This is false:
(0xffffffff << 31 << 1) === (0xffffffff << 32)
It seems like it should be true. Adding >>> 0 anywhere does not change this.
Why is this and how can I correctly write code that handles << 32?
The shift operators always effectively has a right operand in the range 0-31.
From the Mozilla docs:
Shift operators convert their operands to 32-bit integers in big-endian order and return a result of the same type as the left operand. The right operand should be less than 32, but if not only the low five bits will be used.
Or from the ECMAscript 5 standard:
The production ShiftExpression : ShiftExpression << AdditiveExpression is evaluated as follows:
- Let lref be the result of evaluating ShiftExpression.

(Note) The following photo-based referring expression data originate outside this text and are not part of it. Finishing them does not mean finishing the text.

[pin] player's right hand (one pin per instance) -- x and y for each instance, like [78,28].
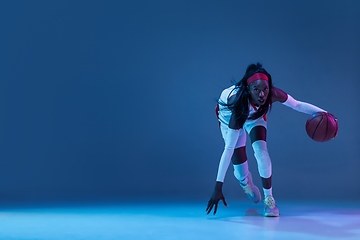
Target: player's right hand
[214,200]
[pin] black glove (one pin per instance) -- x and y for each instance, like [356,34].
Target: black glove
[215,198]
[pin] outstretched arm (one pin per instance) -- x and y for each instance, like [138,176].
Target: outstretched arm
[287,100]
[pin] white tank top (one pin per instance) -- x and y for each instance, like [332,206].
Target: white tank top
[225,112]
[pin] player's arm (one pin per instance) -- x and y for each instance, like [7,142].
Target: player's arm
[279,95]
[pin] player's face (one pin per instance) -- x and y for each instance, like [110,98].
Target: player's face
[259,91]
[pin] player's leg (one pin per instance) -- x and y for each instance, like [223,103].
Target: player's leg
[258,142]
[241,169]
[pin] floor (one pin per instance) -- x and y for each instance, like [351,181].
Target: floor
[170,220]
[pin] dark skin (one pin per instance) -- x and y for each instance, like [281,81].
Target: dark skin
[259,91]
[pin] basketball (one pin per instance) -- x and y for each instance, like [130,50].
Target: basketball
[322,126]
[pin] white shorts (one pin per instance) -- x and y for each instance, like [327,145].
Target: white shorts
[248,126]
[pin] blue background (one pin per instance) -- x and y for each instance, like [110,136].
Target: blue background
[116,99]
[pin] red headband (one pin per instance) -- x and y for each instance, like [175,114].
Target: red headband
[255,77]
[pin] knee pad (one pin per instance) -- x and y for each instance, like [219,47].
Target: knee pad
[262,158]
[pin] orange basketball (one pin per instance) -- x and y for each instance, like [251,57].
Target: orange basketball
[322,126]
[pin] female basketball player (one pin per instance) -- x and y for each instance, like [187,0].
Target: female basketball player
[242,109]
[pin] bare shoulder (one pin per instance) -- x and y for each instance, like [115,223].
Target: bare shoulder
[278,95]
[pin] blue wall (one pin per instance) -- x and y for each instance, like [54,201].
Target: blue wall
[116,99]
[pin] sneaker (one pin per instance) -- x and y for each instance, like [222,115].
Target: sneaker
[270,207]
[251,190]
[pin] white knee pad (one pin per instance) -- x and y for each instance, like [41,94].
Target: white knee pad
[241,171]
[262,158]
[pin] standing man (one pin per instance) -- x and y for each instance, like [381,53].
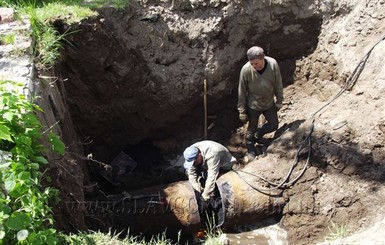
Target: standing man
[259,82]
[203,162]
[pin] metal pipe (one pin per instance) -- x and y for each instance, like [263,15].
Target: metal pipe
[174,207]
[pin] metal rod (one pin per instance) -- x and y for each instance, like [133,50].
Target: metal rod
[205,106]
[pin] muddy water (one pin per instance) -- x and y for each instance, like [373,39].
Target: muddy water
[264,233]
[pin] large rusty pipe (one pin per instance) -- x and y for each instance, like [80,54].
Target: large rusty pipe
[174,207]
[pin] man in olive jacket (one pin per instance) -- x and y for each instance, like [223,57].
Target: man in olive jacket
[260,92]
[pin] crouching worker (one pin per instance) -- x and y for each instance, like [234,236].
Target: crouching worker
[204,162]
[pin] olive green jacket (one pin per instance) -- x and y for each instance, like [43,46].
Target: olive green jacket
[257,91]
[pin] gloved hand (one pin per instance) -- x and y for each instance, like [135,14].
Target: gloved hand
[197,187]
[278,106]
[204,203]
[243,117]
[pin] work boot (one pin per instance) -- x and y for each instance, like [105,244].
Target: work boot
[250,156]
[260,139]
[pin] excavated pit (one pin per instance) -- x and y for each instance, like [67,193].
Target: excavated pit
[134,85]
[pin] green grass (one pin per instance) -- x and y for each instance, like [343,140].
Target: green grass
[100,238]
[7,39]
[336,231]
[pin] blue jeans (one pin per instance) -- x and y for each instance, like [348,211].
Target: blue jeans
[270,126]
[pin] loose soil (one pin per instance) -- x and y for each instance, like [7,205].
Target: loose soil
[331,140]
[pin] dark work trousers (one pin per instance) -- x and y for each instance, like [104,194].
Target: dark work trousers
[270,126]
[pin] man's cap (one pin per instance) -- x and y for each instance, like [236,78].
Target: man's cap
[190,154]
[255,52]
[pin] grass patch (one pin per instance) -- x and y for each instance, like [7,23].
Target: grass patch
[336,231]
[7,39]
[99,238]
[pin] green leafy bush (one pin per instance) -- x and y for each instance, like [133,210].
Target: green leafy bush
[25,214]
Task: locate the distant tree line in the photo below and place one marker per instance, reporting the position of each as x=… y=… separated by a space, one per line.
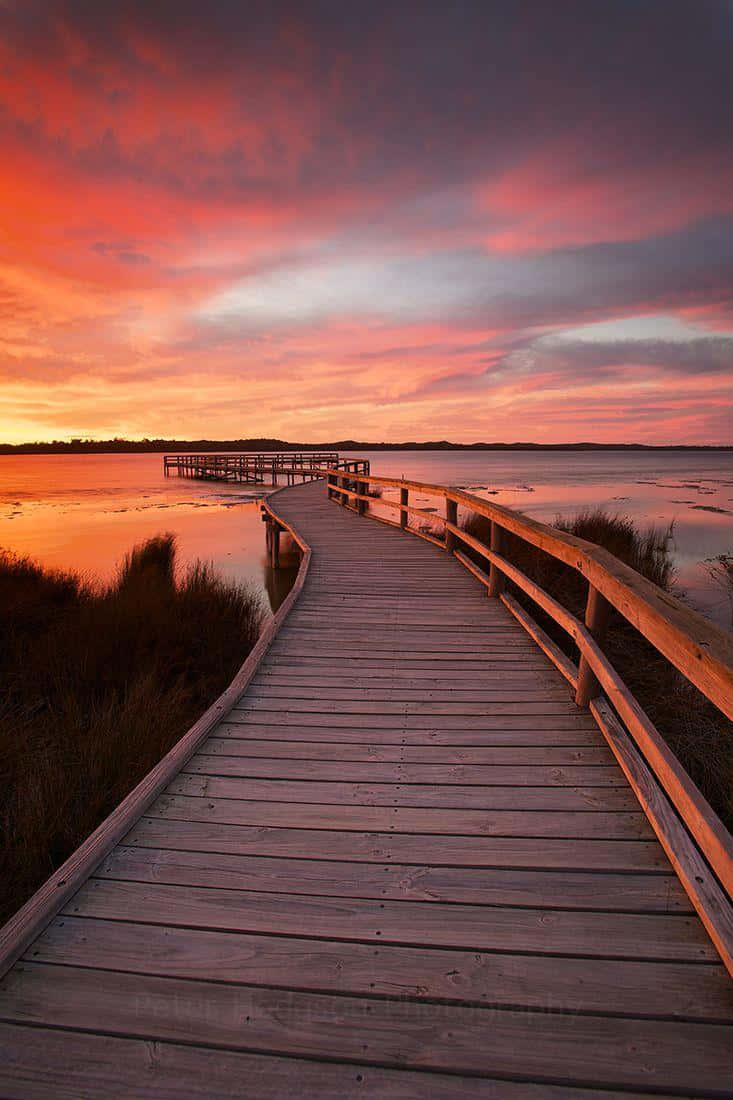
x=154 y=446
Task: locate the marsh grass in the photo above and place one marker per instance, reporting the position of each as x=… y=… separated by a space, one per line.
x=97 y=684
x=696 y=730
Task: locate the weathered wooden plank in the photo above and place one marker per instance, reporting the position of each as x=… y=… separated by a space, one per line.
x=211 y=783
x=481 y=927
x=620 y=826
x=438 y=746
x=405 y=722
x=666 y=990
x=511 y=692
x=395 y=1033
x=545 y=854
x=357 y=763
x=400 y=881
x=36 y=1063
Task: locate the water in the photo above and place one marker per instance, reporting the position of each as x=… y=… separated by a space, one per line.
x=85 y=512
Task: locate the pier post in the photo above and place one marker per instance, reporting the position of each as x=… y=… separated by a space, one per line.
x=274 y=546
x=451 y=517
x=597 y=616
x=495 y=575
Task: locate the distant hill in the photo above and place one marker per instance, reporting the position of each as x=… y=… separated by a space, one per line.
x=174 y=446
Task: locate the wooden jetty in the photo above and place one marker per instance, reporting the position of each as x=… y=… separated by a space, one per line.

- Let lval be GetValue(lref).
- Let rref be the result of evaluating AdditiveExpression.
- Let rval be GetValue(rref).
- Let lnum be ToInt32(lval).
- Let rnum be ToUint32(rval).
- Let *shiftCount be the result of masking out all but the least significant 5 bits of > rnum, that is, compute rnum & 0x1F.
- Return the result of left shifting lnum by shiftCount bits. The result is a signed 32-bit integer.
(And likewise for other shift operators.)
It's not entirely clear to me why this is the case, but Java and C# work the same way for their 32-bit integer types. (For 64-bit integer types, the operand is in the range 0-63.) See JLS 15.19 for example.
My guess is that this is efficient on common processor platforms, but I don't have evidence of that...